Before they reached the door Peggy Blackmore was being summoned to resume her secretarial duties. Outside in the courtyard Toye turned and raised an interrogative eyebrow.
“Playing it cool, this morning, his lordship, isn’t he?” Pollard remarked. “He doesn’t want any truck with my helpful suggestions of somebody having got at keys, or Emmett being involved. Either he knows that he’s as safe as houses, or he didn’t boot Peplow down those steps. I don’t think he can have, you know. It’s so hopelessly unconvincing psychologically.”
“Look at him last night,” persisted Toye.
“Might have been suffering from shock. Discovering a stiff in one’s home is a bit disconcerting. Or perhaps he thought — wrongly, according to that chap Corden — that all his business would choke off the public. It’s all very rum. We’d better go and get something to eat before the inquest at two. I
t’ll be adjourned, of course, and then we’ll come back and have a bash at Emmett. I’d like to ring the Yard from a kiosk, and have them just check up on this Giles Tirle in the States. A lecture tour sounds watertight, but you can’t be too thorough. One of the newshounds had got on to it, actually. Thanks.”
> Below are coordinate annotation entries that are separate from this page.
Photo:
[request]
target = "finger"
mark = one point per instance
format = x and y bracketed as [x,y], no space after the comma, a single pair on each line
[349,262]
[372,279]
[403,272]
Pollard stepped through the wicket in the north gate held open for him by Toye, and came face to face with a slim, dark-haired woman in slacks and an open-necked shirt, with a dachshund at her heels. Her resemblance to the originals of many of the family portraits in the hall was beyond question.
“Good morning,” he said. “May I introduce myself? Detective-Superintendent Pollard of the C.I.D., in charge of the enquiry here. I think I must be speaking to Lady Arminel Tirle?”
“You are.” She gave him a very direct look. “Do you want to see me? You’ll be wasting your time: I’m right off the map here.”
“It’s routine, I’m afraid,” Pollard replied. “We are seeing everyone who was on the premises on Tuesday night. Is it convenient for you to spare a few minutes now, or shall we come back in the later part of the afternoon?”
“As you’re here you may as well come in now,” she said briskly, and slipped a latch key into a lock. Some letters were scattered on the mat, and she stopped to pick them up and glance at them. “Go straight up, will you, while I just drop this in on the Emmetts: the postman’s delivered it here by mistake. My sitting-room door’s open.”
The sitting-room of the flat was at the north-west angle of the house, with views over the gardens and open country beyond. Looking about him Pollard recognised the same combination of business activity and comfortable relaxation as in Lord Seton’s office. There was a light quick step on the stairs, and Lady Arminel came in.
“Sit down,” she said with preamble, and took a chair by a window, an alert and upright figure.
“We need only take up a few moments of your time,” Pollard said, realising that a direct conciseness was required. He briefly summarised the known facts about Raymond Peplow and his movements on Tuesday.